Then it happened. The cat they had inherited with the room suddenly started making retching sounds and its body simultaneously began convulsive forward thrusts. Everyone who has ever owned a cat knows what that means: it’s preparing to throw up and there’s nothing anyone can do to stop it. Henry knew from childhood experience with a family cat, that he had maybe a second or two to react.

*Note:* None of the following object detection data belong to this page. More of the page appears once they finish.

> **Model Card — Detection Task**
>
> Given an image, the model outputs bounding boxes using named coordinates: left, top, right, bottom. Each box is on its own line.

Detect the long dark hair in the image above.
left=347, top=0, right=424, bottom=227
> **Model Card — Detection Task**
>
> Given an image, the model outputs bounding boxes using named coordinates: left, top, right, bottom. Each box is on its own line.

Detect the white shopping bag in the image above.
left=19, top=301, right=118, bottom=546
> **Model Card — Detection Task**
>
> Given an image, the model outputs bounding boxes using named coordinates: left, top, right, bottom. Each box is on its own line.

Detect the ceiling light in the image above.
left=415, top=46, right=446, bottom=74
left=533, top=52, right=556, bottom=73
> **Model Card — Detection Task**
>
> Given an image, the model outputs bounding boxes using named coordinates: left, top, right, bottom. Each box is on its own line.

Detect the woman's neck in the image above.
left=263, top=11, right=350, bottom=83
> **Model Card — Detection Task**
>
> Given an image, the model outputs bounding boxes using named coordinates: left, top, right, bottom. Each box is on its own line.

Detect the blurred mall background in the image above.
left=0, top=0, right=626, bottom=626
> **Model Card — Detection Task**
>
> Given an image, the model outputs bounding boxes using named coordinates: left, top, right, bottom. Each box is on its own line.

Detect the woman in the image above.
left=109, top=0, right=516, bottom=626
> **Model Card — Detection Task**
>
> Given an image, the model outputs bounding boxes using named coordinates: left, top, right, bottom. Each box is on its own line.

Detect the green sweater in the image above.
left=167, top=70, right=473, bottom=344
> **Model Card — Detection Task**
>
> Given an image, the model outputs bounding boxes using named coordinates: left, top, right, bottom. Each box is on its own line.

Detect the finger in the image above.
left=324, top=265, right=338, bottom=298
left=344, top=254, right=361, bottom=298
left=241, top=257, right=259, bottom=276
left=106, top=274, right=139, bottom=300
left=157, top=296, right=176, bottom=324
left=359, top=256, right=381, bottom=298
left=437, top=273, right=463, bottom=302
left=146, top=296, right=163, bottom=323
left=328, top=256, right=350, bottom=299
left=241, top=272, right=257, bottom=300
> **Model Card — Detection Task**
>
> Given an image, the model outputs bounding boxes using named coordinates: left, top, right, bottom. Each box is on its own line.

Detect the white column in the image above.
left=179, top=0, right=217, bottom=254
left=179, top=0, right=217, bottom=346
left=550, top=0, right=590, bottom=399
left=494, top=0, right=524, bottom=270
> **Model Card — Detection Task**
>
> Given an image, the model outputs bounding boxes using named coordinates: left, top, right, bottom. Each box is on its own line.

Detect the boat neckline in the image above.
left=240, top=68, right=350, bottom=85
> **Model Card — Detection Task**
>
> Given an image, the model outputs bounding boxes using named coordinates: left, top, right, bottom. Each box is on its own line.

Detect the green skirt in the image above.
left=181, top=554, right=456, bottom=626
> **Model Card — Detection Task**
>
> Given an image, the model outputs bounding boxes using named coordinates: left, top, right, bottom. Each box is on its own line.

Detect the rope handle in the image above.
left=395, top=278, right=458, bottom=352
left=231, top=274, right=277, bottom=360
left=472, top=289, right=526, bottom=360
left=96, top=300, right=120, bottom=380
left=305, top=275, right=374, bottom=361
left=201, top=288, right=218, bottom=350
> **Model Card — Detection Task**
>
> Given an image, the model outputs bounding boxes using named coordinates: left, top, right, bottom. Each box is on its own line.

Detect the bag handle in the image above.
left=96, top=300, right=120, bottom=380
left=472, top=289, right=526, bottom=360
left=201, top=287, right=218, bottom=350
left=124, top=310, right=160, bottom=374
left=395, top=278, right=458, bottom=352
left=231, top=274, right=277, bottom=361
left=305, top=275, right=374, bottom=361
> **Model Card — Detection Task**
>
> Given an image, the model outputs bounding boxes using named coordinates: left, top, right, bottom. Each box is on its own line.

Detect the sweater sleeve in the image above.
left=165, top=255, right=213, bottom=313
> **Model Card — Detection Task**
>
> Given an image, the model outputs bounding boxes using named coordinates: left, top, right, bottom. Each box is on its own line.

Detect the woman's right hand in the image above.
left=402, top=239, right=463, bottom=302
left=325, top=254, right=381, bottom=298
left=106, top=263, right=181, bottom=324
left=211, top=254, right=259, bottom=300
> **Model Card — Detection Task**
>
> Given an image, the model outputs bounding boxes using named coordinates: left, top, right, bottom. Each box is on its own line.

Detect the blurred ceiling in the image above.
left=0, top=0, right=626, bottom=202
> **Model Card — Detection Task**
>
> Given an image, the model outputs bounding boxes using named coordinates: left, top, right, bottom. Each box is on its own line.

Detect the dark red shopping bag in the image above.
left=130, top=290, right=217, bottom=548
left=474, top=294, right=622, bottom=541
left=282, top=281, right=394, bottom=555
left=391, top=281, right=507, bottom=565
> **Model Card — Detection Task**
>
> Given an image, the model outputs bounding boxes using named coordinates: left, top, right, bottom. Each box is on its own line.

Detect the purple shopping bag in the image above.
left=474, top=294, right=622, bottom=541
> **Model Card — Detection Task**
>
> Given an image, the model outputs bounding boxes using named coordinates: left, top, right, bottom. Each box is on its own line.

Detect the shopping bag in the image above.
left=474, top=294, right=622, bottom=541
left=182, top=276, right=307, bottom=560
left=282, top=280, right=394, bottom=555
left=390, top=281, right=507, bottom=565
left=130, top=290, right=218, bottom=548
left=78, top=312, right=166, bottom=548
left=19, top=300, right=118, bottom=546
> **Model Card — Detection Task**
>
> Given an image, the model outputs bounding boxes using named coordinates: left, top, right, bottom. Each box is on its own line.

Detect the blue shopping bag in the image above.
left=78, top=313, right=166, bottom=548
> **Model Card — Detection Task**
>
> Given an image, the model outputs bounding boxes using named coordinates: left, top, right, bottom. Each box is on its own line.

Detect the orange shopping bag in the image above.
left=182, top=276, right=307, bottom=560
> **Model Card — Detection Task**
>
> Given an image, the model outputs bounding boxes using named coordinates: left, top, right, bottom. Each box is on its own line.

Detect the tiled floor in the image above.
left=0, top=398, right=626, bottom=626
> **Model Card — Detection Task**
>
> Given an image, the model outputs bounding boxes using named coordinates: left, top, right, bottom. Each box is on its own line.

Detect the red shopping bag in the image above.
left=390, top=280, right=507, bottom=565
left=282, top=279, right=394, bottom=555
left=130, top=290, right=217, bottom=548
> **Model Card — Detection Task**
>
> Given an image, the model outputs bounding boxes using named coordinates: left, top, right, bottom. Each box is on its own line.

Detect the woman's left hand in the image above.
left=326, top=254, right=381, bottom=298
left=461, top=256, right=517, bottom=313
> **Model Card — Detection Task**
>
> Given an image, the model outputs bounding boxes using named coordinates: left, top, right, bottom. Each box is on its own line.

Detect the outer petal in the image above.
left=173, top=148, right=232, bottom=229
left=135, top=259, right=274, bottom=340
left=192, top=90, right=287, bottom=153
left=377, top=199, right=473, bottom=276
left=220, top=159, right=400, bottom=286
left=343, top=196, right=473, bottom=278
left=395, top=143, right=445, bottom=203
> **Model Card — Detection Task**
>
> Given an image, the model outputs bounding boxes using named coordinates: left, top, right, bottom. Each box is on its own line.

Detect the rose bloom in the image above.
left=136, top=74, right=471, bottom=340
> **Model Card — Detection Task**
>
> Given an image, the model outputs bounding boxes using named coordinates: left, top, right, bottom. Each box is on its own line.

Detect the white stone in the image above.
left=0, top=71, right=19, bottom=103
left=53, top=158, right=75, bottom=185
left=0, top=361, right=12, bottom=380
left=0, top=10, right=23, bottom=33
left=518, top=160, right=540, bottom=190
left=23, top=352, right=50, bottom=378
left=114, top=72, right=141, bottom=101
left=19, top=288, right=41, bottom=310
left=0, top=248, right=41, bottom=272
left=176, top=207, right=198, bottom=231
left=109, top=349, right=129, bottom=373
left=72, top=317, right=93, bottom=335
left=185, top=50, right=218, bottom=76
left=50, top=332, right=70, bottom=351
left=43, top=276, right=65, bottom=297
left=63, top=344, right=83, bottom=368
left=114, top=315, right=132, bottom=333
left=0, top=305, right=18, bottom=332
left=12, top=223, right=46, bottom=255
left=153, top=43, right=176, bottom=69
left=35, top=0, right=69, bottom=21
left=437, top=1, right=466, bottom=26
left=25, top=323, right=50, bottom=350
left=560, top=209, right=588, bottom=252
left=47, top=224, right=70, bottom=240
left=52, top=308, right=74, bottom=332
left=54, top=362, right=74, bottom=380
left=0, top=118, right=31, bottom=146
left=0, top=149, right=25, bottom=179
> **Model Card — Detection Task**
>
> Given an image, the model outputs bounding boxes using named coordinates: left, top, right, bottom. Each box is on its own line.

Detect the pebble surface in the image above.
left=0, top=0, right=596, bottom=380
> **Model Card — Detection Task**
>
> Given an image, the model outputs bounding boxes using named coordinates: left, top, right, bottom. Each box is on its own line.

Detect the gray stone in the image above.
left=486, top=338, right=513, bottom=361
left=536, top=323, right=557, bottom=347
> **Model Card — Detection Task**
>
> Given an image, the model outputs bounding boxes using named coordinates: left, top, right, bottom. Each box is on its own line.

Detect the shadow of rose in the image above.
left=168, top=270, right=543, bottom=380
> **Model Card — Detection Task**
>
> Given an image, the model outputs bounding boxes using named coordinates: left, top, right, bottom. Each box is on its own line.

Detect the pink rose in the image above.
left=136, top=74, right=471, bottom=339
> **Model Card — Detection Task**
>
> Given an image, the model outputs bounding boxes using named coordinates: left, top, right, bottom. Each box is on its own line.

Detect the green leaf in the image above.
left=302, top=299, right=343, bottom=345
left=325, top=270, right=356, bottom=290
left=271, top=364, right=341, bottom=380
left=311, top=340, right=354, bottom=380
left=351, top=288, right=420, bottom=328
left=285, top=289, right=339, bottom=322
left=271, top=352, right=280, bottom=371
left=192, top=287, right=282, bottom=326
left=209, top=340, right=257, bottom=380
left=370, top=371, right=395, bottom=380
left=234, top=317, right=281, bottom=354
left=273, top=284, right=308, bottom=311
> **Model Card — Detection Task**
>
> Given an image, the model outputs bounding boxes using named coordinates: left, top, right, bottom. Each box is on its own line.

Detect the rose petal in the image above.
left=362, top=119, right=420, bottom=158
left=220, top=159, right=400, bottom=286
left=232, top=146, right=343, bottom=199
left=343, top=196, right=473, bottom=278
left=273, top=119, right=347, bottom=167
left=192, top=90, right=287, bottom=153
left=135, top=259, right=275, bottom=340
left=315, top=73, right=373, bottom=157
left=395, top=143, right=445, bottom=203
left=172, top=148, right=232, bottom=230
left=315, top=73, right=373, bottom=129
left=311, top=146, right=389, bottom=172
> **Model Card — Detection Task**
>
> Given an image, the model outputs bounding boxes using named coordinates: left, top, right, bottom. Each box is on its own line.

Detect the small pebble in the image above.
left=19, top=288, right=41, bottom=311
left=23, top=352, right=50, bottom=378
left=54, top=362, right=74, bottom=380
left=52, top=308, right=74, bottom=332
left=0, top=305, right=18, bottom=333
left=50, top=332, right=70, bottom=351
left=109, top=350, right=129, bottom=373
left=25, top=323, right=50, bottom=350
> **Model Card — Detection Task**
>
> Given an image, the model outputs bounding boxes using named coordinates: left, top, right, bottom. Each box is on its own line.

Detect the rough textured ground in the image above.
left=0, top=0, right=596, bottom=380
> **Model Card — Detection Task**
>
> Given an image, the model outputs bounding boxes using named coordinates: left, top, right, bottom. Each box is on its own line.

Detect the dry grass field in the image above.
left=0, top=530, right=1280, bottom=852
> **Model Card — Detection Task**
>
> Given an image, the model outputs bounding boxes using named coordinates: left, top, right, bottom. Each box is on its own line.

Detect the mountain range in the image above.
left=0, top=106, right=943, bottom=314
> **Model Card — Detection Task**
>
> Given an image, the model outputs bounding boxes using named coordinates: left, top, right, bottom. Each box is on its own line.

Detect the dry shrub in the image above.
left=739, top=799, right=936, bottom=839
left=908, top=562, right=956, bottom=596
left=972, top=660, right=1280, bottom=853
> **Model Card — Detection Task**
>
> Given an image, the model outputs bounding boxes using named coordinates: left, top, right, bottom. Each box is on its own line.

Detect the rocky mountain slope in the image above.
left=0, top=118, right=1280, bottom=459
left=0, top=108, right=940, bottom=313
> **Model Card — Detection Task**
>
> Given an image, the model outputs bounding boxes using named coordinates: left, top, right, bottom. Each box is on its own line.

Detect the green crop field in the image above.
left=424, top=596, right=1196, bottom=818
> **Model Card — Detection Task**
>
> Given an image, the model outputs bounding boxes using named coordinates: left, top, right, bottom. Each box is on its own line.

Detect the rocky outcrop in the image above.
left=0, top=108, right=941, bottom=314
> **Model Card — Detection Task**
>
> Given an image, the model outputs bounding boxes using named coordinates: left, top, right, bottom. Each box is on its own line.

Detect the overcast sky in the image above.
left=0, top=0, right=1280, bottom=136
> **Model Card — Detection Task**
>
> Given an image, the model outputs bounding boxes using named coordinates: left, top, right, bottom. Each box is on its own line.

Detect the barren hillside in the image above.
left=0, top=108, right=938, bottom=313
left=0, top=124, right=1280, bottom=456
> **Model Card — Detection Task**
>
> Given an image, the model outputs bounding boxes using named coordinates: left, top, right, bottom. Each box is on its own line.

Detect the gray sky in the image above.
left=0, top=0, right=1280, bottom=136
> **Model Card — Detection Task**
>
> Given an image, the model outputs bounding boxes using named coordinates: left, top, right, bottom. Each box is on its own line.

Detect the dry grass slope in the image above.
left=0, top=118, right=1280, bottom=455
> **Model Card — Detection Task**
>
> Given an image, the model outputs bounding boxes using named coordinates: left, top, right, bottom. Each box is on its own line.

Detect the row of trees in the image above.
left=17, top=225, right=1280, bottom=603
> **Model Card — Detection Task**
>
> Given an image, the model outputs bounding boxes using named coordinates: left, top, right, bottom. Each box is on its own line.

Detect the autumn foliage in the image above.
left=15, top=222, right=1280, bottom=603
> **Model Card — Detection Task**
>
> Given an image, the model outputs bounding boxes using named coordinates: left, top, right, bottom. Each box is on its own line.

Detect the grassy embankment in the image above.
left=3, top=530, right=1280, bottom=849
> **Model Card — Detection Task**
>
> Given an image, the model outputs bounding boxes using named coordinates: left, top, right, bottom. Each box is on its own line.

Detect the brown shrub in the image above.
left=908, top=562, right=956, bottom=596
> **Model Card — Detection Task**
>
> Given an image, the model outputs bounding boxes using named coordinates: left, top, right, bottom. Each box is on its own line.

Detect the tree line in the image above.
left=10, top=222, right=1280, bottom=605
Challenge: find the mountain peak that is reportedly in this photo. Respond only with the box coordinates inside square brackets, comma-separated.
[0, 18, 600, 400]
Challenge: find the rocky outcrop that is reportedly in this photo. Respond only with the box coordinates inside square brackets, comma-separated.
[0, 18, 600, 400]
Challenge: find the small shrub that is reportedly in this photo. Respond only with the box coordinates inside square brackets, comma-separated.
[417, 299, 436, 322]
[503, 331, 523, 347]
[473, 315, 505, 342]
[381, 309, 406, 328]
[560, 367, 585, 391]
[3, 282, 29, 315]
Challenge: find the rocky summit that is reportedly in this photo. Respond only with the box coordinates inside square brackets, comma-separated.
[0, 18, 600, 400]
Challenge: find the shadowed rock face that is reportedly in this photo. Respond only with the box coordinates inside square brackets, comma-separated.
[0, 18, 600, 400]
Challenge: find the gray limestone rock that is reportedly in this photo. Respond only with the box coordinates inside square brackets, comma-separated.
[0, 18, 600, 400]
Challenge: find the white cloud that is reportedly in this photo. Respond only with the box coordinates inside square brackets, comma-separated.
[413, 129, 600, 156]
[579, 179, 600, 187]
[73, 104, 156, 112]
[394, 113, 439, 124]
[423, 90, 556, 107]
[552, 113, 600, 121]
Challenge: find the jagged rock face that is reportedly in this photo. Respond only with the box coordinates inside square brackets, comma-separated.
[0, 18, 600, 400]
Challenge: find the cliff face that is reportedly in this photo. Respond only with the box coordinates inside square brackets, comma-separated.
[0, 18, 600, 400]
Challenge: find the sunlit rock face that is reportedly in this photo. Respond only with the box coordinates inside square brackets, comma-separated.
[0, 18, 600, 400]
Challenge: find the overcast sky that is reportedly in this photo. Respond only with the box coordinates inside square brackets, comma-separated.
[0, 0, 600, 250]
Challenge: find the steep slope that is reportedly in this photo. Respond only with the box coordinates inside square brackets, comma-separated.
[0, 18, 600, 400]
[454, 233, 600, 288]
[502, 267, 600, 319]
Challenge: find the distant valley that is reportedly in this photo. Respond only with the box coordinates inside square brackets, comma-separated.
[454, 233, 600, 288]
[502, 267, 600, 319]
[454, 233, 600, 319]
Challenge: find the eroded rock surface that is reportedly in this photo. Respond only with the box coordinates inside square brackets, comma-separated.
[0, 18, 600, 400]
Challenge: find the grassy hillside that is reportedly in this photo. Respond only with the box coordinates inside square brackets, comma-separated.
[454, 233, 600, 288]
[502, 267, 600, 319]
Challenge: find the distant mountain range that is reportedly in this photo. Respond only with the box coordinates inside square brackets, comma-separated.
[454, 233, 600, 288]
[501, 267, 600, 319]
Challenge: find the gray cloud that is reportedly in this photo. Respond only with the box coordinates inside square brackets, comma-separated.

“Oh my god, please don’t do it,” he said, as he lunged forward toward the cat. He just managed to grasp the cat and hurtle it off of the bed, but in his haste he tripped forward and the cat ended up right in his wife’s open suitcase. By now the cat was violently ejecting large quantities of foul smelling whitish yellow semi-fluid material into the suitcase. It was too late to stop what was to be the start of a much more exciting honeymoon than either of them could have possibly imagined.
“Honey, the cat just threw up,” he yelled to his wife, Beecher, who was now taking her precious quick shower after their exhausting half hour boat trip to the island. But with the door closed to the ancient bathroom to keep some semblance of warmth inside and the sound of the shower, she didn’t hear him. Realizing the folly of just yelling, he gave the now forlorn looking cat, whose name they had been told was Stutz, as angry and shocked a look as he could muster. “Stutz, or what ever your name is, you have gotten us both in ultra deep trouble.” But he should have remembered that making eye contact with a cat, for whatever reason, is to allow their unique feline characteristic that cats possess of staring down their adversary, to take hold. Stutz just stared back at him in the most innocent, blank fashion imaginable.
Angry and frustrated, he turned his attention to the horrible mess in Beecher’s suitcase. Unfortunately, even the clothes she had just been wearing, she had neatly laid on top of the other clothes in the suitcase. The scuffle with the cat had disturbed all of the garments and, as fate would have it, nothing in the suitcase seemed to have been spared from the yucky, smelly mess the cat had just disgorged.
“She’s going to want to kill me,” he realized. “This will be a true test of our love.” Visions of being in a courtroom where a judge was passing sentence on him for some heinous crime he had committed accidentally, passed through his head. He was the one who had pleaded with Beecher not to remove the cat from the room. “After all, Madam von Stein told us that Stutz normally lived in this room and liked to look out the front window because it had a commanding view of the entrance courtyard of the two story complex of small buildings.” They had brought some extra clothes because the tiny brochure Madam von Stein had mailed him warned that the service boat only came every two weeks after October 1st and there were no onsite laundry facilities—unless you were willing to wash your own things in the cold, salty ocean water that was pumped to the toilets.
“Coming here was my choice, not hers,” he remembered. She had opted for Lake Placid, New York, so they could do some skiing at Whiteface Mountain if they got some early snow before Thanksgiving.
“I’m sure I can could teach you to ski in a day or so,” she had said.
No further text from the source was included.